The first reason why an online friend or two can be so beneficial to have is that they can help with social anxiety. I am the walking definition of a hermit, to the point where I show some symptoms of hikikomori syndrome (someone who doesn’t socialize or leave their house for months or years at a time) and I even plan on going full hikikomori when I’m older. However, I have an online friend who helps me socialize. I find it much easier to speak to them, and I connected with them much faster than any of the kids I know in real life- kids I’ve known for my WHOLE life. They promise to drag me outside when we’re older so that I don’t get too unhealthy, and they help me in tons of other ways besides that already. They don’t really know it, but they’re helping me learn how to make conversation; they’re helping me get better.

 

The second reason is one that I personally don’t relate to, but I’ve seen plenty online who do. Child abuse is a major problem globally, and the USA is no different. Children who are victims of abuse tend to use the internet as a means to cope with what’s happening. And, yes, while it is true this puts them in danger of being preyed on by groomers and offenders, this can actually work out nicely sometimes. Plenty of people on the sites I browse are abused by their families or others, and they have people online who they vent to- I’ve even seen people call each other siblings or parental figures. The person who I speak to online calls me their sister, and I call them my sibling.

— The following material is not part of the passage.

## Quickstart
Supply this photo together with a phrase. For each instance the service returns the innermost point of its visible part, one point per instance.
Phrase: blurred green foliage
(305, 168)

I am not abused, but they are still part of my support system. People make friends and even family online.

 

In conclusion, online friends are highly beneficial to many people. They can be just as meaningful as face-to-face friends, and help those with social anxiety or familial issues. My online sibling is a source of comfort for me, and many others have their own online family and friends who give them amazing support. They’re still socializing, and really, so long as someone speaks to one or two people, they do stay healthy. Talking to people isn’t as big of a deal as some make it out to be, just because someone doesn’t speak to 40 people in person a day doesn’t mean they’re closed off. So when someone spends a lot of time online, maybe instead of calling them lazy or closed off, it shouldn’t be questioned too much. Maybe they just have an easier time speaking to people online, or they need it to cope- and there is nothing wrong with that.